By default, when you build and run an app in Android Studio, the IDE automatically generates a debug certificate for you to sign your application with. This certificate is not secure (it’s an automatically generated password!) so isn’t trustworthy for app stores (like the Play Store)… but it is sufficient for being able to install and run your application through Android Studio.

  • By default, keys are stored in the ~/.android folder on Mac and Linux, and the C:\Users\USER_NAME\.android\ folder on Windows. You can view the debug key (e.g., on Mac) using the command:

    keytool -list -v -keystore ~/.android/debug.keystore -alias androiddebugkey -storepass android -keypass android
    • The -alias is a name of the particular certificate, and the -storepass and keypass arguments are literal passwords associated with the store (database) and certificate (in the database) respectively. The fact that this store is password protected is what makes it secret and accessible only to the developer.

    • Scroll down to see the “Certificate fingerprints”; for example, the SHA1 certificate is used when getting a Google Maps API key.

  • Importantly, each computer running Android Studio will produce it’s own unique debug certificate. That means that the “signature” identifying your app will different for every different computer: even if it has the same package and the same source code, Android will consider it a “different” program because it was built (in debug mode) on a different machine. This is particularly important when things like API keys (e.g., for Google Maps) are linked to a particular digital signature; it means that each development machine would need to have its unique signature associated with the API!

In addition to the automatically generated debug certificates, you can sign apps with your own generated release certificate. This is a certificate not automatically created by Android Studio, but is still associated with a secret “password” that only you know. These certificates are also stored in a .keystore file, which is created and password-protected by the developer. Because this keystore is kept secret and locked, only the developer is able to sign the built .apk with a verifiable signature, thereby ensuring that any updates to the application must have come from that developer.
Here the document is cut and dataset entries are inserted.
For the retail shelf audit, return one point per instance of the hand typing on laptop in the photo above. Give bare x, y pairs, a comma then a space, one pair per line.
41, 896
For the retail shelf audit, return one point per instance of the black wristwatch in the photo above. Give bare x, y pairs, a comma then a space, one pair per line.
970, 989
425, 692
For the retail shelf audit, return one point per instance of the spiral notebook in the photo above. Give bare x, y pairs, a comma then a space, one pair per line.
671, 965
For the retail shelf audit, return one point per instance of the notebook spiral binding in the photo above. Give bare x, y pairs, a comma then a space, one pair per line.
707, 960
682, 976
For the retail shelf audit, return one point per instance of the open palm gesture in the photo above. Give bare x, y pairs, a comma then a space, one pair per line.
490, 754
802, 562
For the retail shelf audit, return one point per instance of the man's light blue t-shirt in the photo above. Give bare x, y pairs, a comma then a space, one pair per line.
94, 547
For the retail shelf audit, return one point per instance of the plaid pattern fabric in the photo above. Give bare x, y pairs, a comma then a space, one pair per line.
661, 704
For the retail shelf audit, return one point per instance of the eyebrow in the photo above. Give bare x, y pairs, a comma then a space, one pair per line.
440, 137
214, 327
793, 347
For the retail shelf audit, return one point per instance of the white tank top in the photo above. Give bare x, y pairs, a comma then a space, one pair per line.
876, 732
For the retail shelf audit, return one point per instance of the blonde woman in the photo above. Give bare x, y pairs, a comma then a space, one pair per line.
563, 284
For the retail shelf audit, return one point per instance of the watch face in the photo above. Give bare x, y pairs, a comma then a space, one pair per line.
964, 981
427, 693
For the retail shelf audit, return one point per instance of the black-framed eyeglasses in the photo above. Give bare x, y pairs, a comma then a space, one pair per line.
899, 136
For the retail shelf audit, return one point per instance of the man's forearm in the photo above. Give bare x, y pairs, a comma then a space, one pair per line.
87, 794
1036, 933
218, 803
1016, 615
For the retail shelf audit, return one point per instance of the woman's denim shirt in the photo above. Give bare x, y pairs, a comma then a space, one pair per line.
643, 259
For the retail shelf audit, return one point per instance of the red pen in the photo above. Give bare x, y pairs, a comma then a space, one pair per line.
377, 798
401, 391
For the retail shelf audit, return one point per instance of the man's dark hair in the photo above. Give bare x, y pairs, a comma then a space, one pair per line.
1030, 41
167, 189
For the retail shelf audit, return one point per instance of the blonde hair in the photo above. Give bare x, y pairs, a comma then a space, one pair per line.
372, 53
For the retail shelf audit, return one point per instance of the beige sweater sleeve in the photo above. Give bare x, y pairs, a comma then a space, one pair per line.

I like to think of debug certificates as like cheap, easily-reproducible Bic pens, and release certificates like fancy golden quills. When multiple developers are working on an app, each will be signing their testing versions with their own cheap Bics. But when it comes to releasing the project, you need to get out the expensive golden quill to do the signing. The validity of an app is dependent on which “pen” is used to sign it. (In this metaphor, the .keystore file is a pen case).

Release .apk

In order to generate a shareable release .apk, you will need to produce a release certificate to sign the app with, then build and sign the .apk with that certificate.

Android studio makes it easy to sign a release build (follow the link for more details and examples). In short, select Build > Generate Signed APK from the menu, and follow the wizard’s instructions!

  • You will be prompted for a location for the .keystore file to use (e.g., where to store your release pens). I recommend making a file somewhere in your user’s home directory (e.g., ~/android-release.jks). Note that you can use the same private key (found in the keystore) for multiple apps.

  • It is also possible to configure Android Studio to automatically sign your application when building for release. Be sure you remove signing information from your build files so your passwords don’t get uploaded to GitHub!

The built and signed .apk will be created in the destination folder you selected. This file can then be shared: uploaded to the Google Play Store, hosted on a web page, or emailed directly to someone to install.